Development of Reniform Nematode Resistance in Cotton through Molecular Breeding

Working group session: 
Breeding and Applied Genomics
Presentation type: 
5 minute Oral and Poster
Authors: 
Buyyarapu, Ramesh
McPherson, Mustafa
Mahill, Joel
Parliament, Kelly
Pellow, John
Blackburn, Donald
Author Affliation: 
Corteva Agriscience, The Agricultural Division of DowDupont, 8305 NW 62nd Avenue Johnston, IA 50131
Corteva Agriscience, The Agricultural Division of DowDupont, 4225 Old Highway 61 N Leland, MS 38756
Corteva Agriscience, The Agricultural Division of DowDupont, 850 Plymouth Ave, Corcoran, CA 93212
Corteva Agriscience, The Agricultural Division of DowDupont, 8305 NW 62nd Avenue Johnston, IA 50131
Corteva Agriscience, The Agricultural Division of DowDupont, 850 Plymouth Ave, Corcoran, CA 93212
Corteva Agriscience, The Agricultural Division of DowDupont, 9330 Zionsville Rd, Indianapolis, IN 46268
Abstract: 
The reniform nematode (RN), Rotylenchulus reniformis Linford & Oliveira, has emerged as one of the major pests of cotton contributing to severe yield losses in United States. Discontinuation of nematicides such as TEMIK® has necessitated development of varieties with host RN resistance. Although RN resistance had been previously identified in diploid K-genome species, Gossypium longicalyx, and in Inca GB713, a tetraploid wild Mexican race belonging to G. barbadense species; the lack of commercial cotton cultivars with natural host resistance to reniform nematode is currently limiting cotton yield gain. Previously, QTL regions associated with RN resistance from the resistant sources were identified using Simple Sequence Repeat (SSR) markers. More recently, single nucleotide polymorphisms (SNPs) are the marker of choice for high throughput, automatable screening of large populations. Here we report SNP markers associated with RN resistance from the Inca GB713 source. An interspecific mapping population was constructed by crossing an upland RN susceptible genotype with Inca GB713 and was used for phenotyping, genotyping and trait mapping purposes.
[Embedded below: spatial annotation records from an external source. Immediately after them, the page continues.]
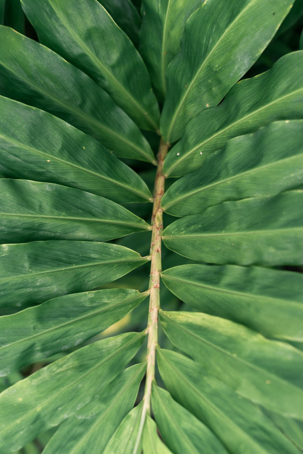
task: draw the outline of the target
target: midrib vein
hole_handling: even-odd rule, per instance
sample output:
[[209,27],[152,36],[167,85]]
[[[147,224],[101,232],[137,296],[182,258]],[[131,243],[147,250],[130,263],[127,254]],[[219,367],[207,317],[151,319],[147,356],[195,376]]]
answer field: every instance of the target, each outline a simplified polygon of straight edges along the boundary
[[[258,0],[255,0],[255,1],[256,2],[256,1],[258,1]],[[253,2],[253,1],[252,1],[250,3],[248,3],[248,5],[247,5],[244,8],[243,8],[243,9],[239,13],[239,14],[237,16],[237,17],[231,22],[231,23],[229,24],[229,25],[228,25],[228,26],[226,29],[225,29],[224,32],[222,34],[222,35],[221,35],[221,36],[220,37],[220,38],[219,39],[218,39],[218,40],[217,41],[217,42],[216,43],[216,44],[214,45],[214,47],[213,47],[213,48],[211,49],[211,50],[210,50],[210,51],[209,53],[205,57],[205,59],[204,61],[203,62],[203,63],[202,63],[202,64],[201,65],[201,66],[199,68],[199,69],[198,70],[197,73],[196,73],[195,75],[194,76],[194,79],[193,79],[193,80],[192,80],[192,81],[189,84],[189,86],[188,87],[188,89],[187,89],[186,91],[185,92],[184,94],[183,95],[183,96],[181,98],[181,100],[180,100],[180,102],[179,103],[179,104],[178,105],[178,107],[177,109],[176,109],[176,110],[175,111],[175,113],[174,113],[174,115],[173,115],[173,117],[172,117],[172,121],[171,121],[171,123],[170,123],[170,126],[169,129],[169,130],[168,133],[167,134],[167,136],[168,136],[168,140],[169,141],[170,140],[170,133],[171,133],[172,129],[173,129],[173,128],[174,127],[174,123],[175,123],[175,120],[176,120],[176,118],[177,118],[177,116],[178,116],[178,114],[179,113],[179,112],[180,111],[180,109],[181,109],[181,108],[182,107],[182,104],[183,104],[184,101],[185,101],[185,100],[186,99],[186,98],[187,97],[189,94],[189,92],[190,91],[190,89],[191,89],[192,87],[193,86],[193,84],[194,84],[195,82],[196,81],[196,79],[198,78],[198,77],[199,77],[199,75],[200,74],[200,73],[201,73],[201,71],[203,69],[204,67],[205,66],[205,65],[207,63],[207,62],[208,62],[208,61],[209,60],[209,58],[210,58],[210,57],[211,56],[212,54],[214,52],[215,49],[217,48],[217,47],[218,47],[218,46],[219,45],[219,44],[220,44],[220,43],[221,42],[221,41],[222,41],[222,40],[223,39],[223,38],[224,38],[224,37],[225,36],[225,35],[229,31],[229,29],[230,28],[231,28],[231,27],[234,24],[235,22],[236,22],[238,20],[239,18],[241,17],[241,16],[242,15],[243,15],[244,14],[244,13],[245,12],[246,10],[247,10],[247,9],[248,9],[249,8],[250,8],[254,3],[255,3],[255,2]]]
[[[0,137],[4,139],[4,140],[6,142],[10,142],[11,143],[16,145],[17,147],[21,148],[24,148],[25,150],[28,150],[29,151],[34,153],[37,153],[38,154],[42,155],[44,156],[46,156],[47,158],[51,157],[52,159],[55,159],[56,161],[58,161],[60,163],[62,163],[63,164],[65,164],[66,165],[70,166],[71,167],[74,167],[78,170],[82,170],[83,172],[86,172],[88,173],[90,173],[91,175],[93,175],[95,177],[97,177],[98,178],[100,178],[102,179],[105,180],[106,181],[109,181],[113,184],[117,185],[118,186],[120,186],[124,189],[126,189],[127,191],[129,191],[130,192],[133,192],[135,194],[137,194],[139,195],[141,197],[144,197],[146,200],[149,200],[149,198],[146,196],[144,197],[144,194],[142,192],[139,191],[137,191],[134,189],[131,186],[127,186],[126,185],[124,184],[123,183],[120,182],[118,182],[115,180],[113,180],[112,178],[109,178],[109,177],[107,177],[106,175],[101,175],[99,173],[97,173],[96,172],[93,172],[92,170],[90,170],[89,169],[86,169],[84,167],[82,167],[81,166],[74,164],[73,163],[69,162],[68,161],[65,161],[64,159],[62,159],[60,158],[58,158],[57,156],[55,156],[53,154],[51,154],[51,152],[50,152],[48,153],[45,153],[43,151],[41,151],[40,150],[38,150],[37,148],[33,148],[31,147],[29,147],[28,145],[25,145],[23,143],[21,143],[19,142],[15,139],[12,140],[11,139],[9,138],[8,137],[4,136],[2,134],[0,134]],[[109,153],[109,152],[108,152]]]
[[248,170],[246,170],[245,172],[241,172],[241,173],[237,173],[237,175],[233,175],[232,177],[229,177],[228,178],[226,178],[223,180],[219,180],[219,181],[215,182],[214,183],[211,184],[209,184],[207,186],[204,186],[203,188],[197,189],[195,191],[193,191],[190,192],[187,192],[183,197],[179,197],[178,198],[175,198],[173,203],[164,206],[164,207],[163,207],[164,209],[166,209],[168,208],[169,208],[170,207],[179,203],[182,200],[186,199],[189,197],[191,197],[192,196],[196,195],[199,192],[202,192],[204,191],[205,191],[205,189],[208,189],[209,188],[213,188],[215,186],[218,186],[218,185],[225,183],[227,181],[231,181],[232,180],[234,180],[236,178],[240,178],[243,175],[248,175],[249,173],[258,173],[259,171],[262,170],[263,169],[266,168],[267,167],[278,165],[279,164],[283,163],[284,161],[290,161],[291,159],[298,159],[302,155],[302,153],[298,153],[297,154],[293,155],[292,156],[288,156],[283,159],[279,159],[278,161],[273,161],[271,163],[268,163],[267,164],[264,164],[263,166],[259,166],[258,167],[253,167],[253,168],[249,169]]
[[[228,129],[233,128],[236,125],[238,124],[239,123],[241,123],[241,122],[242,121],[245,121],[245,120],[247,120],[250,117],[252,117],[253,115],[255,115],[256,114],[258,114],[262,110],[266,110],[268,108],[273,105],[273,104],[274,104],[279,103],[280,101],[285,99],[286,98],[293,96],[294,95],[296,94],[297,93],[300,93],[300,92],[302,91],[303,91],[303,89],[300,89],[298,90],[295,90],[295,91],[292,92],[291,93],[288,94],[287,94],[285,95],[285,96],[281,96],[280,98],[279,98],[277,99],[275,99],[275,100],[272,101],[272,102],[268,103],[268,104],[266,104],[264,106],[262,106],[262,107],[260,107],[260,109],[257,109],[256,110],[253,111],[252,112],[251,112],[248,115],[246,115],[244,117],[242,117],[237,121],[234,122],[233,123],[231,123],[230,124],[229,124],[228,126],[227,126],[226,128],[220,129],[216,134],[214,134],[213,135],[211,136],[210,137],[208,138],[207,140],[204,140],[204,142],[200,142],[198,144],[198,145],[195,145],[195,146],[193,148],[191,148],[190,150],[186,152],[186,153],[184,155],[183,155],[181,158],[180,158],[179,159],[178,159],[176,163],[170,168],[169,171],[168,173],[167,174],[170,175],[172,172],[172,171],[176,167],[177,167],[180,163],[182,162],[184,159],[186,159],[186,158],[187,158],[191,153],[194,153],[194,152],[196,151],[197,150],[199,150],[201,148],[201,147],[202,147],[203,145],[205,145],[205,144],[207,143],[208,142],[211,142],[213,140],[213,139],[215,138],[216,137],[217,137],[218,136],[221,135],[221,134],[225,132],[226,131],[228,131]],[[279,121],[283,121],[283,120],[279,120]],[[265,126],[265,125],[264,125],[264,126]]]
[[35,276],[40,274],[46,274],[48,273],[50,274],[52,273],[55,273],[58,271],[66,271],[68,270],[75,270],[77,268],[86,268],[89,266],[99,266],[102,265],[110,265],[111,264],[114,265],[115,263],[128,263],[129,262],[139,262],[142,259],[143,259],[143,257],[139,257],[138,258],[132,258],[128,260],[112,260],[108,262],[96,262],[95,263],[88,263],[85,265],[76,265],[75,266],[65,266],[64,268],[58,268],[55,269],[50,270],[50,271],[39,271],[37,272],[31,273],[30,274],[20,274],[16,276],[10,276],[8,277],[1,277],[0,278],[0,282],[1,281],[5,282],[10,279],[22,279],[24,277],[28,277],[32,276]]
[[115,219],[102,219],[99,218],[89,218],[89,217],[73,217],[69,216],[51,216],[50,215],[47,216],[42,214],[19,214],[19,213],[4,213],[0,211],[0,214],[1,216],[15,216],[16,217],[38,217],[42,218],[45,219],[60,219],[63,221],[67,220],[69,221],[89,221],[94,222],[100,222],[101,223],[105,224],[114,224],[116,225],[119,224],[119,225],[127,226],[130,227],[144,227],[147,230],[148,230],[148,225],[145,226],[144,224],[142,225],[140,224],[135,224],[134,223],[132,223],[131,222],[123,222],[121,221],[117,221]]
[[[74,30],[71,29],[68,26],[68,23],[65,22],[65,18],[63,16],[62,19],[62,16],[60,14],[60,11],[55,11],[57,13],[59,19],[61,21],[66,27],[67,30],[69,30],[70,35],[74,37],[74,39],[75,39],[76,42],[78,42],[78,39],[79,36],[76,33],[75,33]],[[133,104],[136,108],[143,115],[143,118],[148,118],[149,123],[153,126],[153,127],[157,129],[157,125],[154,123],[153,120],[150,118],[149,115],[148,114],[147,115],[145,115],[145,110],[144,109],[143,109],[138,102],[135,99],[132,95],[131,95],[130,93],[117,80],[114,74],[110,72],[106,66],[104,66],[102,63],[101,60],[100,60],[98,57],[95,55],[93,52],[91,51],[89,47],[84,44],[84,42],[81,40],[81,45],[82,48],[86,51],[86,53],[89,55],[93,61],[95,62],[96,65],[97,67],[101,69],[101,71],[104,71],[104,72],[106,74],[108,79],[109,80],[112,80],[114,83],[114,84],[116,85],[118,88],[118,90],[122,92],[125,95],[126,97],[129,99],[132,104]]]
[[302,231],[303,227],[283,227],[281,228],[276,228],[276,229],[264,229],[263,230],[248,230],[247,232],[228,232],[226,233],[200,233],[200,234],[196,234],[194,233],[193,235],[171,235],[169,236],[165,236],[164,235],[163,237],[167,238],[168,239],[174,239],[175,238],[194,238],[201,237],[219,237],[219,236],[228,236],[229,235],[253,235],[256,233],[268,233],[276,232],[283,232],[285,231],[286,232],[289,232],[291,231],[293,232],[293,231]]

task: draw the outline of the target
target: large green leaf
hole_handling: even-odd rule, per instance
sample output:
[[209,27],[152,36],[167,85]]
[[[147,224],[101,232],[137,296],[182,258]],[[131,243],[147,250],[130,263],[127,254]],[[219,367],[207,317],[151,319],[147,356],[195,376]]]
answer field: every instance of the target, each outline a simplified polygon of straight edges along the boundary
[[[102,454],[140,454],[143,401],[124,418],[108,443]],[[144,422],[144,421],[143,421]]]
[[227,454],[227,451],[207,426],[167,391],[153,386],[153,410],[161,437],[174,454]]
[[178,52],[185,22],[202,1],[143,0],[140,51],[161,100],[166,92],[166,69]]
[[184,265],[161,273],[166,286],[201,312],[264,336],[303,342],[303,275],[257,266]]
[[84,340],[119,321],[146,297],[130,289],[59,296],[0,317],[0,362],[7,373]]
[[127,333],[84,347],[0,395],[2,452],[21,447],[93,399],[133,357],[145,338]]
[[236,265],[303,264],[303,191],[244,199],[186,216],[164,230],[165,246],[194,260]]
[[159,438],[157,429],[154,421],[147,415],[142,439],[143,454],[172,454]]
[[275,195],[302,183],[303,120],[287,120],[228,142],[174,183],[162,205],[182,217],[228,200]]
[[146,68],[99,3],[22,0],[22,4],[41,43],[86,73],[140,128],[158,129],[159,107]]
[[98,1],[137,45],[139,41],[141,18],[131,0],[98,0]]
[[107,241],[150,228],[111,200],[53,183],[0,179],[2,243]]
[[91,290],[145,263],[131,249],[88,241],[36,241],[0,246],[0,306],[32,306]]
[[173,397],[204,423],[233,454],[300,451],[252,403],[183,355],[158,350],[158,363]]
[[0,76],[1,94],[65,120],[119,156],[154,160],[138,127],[106,91],[52,50],[6,27],[0,27]]
[[146,202],[143,180],[92,138],[47,112],[0,96],[0,173]]
[[239,394],[272,411],[303,420],[299,350],[208,314],[161,311],[159,316],[176,347]]
[[44,449],[44,454],[101,453],[120,423],[135,403],[146,364],[121,372],[99,397],[89,402],[60,426]]
[[181,51],[168,69],[161,124],[166,140],[179,138],[190,120],[219,104],[268,44],[293,1],[209,0],[192,14]]
[[25,35],[25,16],[20,0],[7,0],[5,2],[4,25]]
[[0,0],[0,24],[4,22],[4,10],[5,7],[5,0]]
[[198,168],[230,138],[256,131],[276,120],[303,116],[303,52],[285,55],[272,69],[241,80],[218,107],[191,121],[166,157],[164,173],[180,176]]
Two QTLs, a major QTL on chromosome 21 and a minor QTL on chromosome 18 were identified and had explained up to 37% of total phenotypic variation in RN resistance. Leveraging Marker Assisted Selection (MAS) of these closely linked SNP markers and evaluation for linkage drag, the development of improved commercial cultivars with RN resistance was expedited through molecular breeding.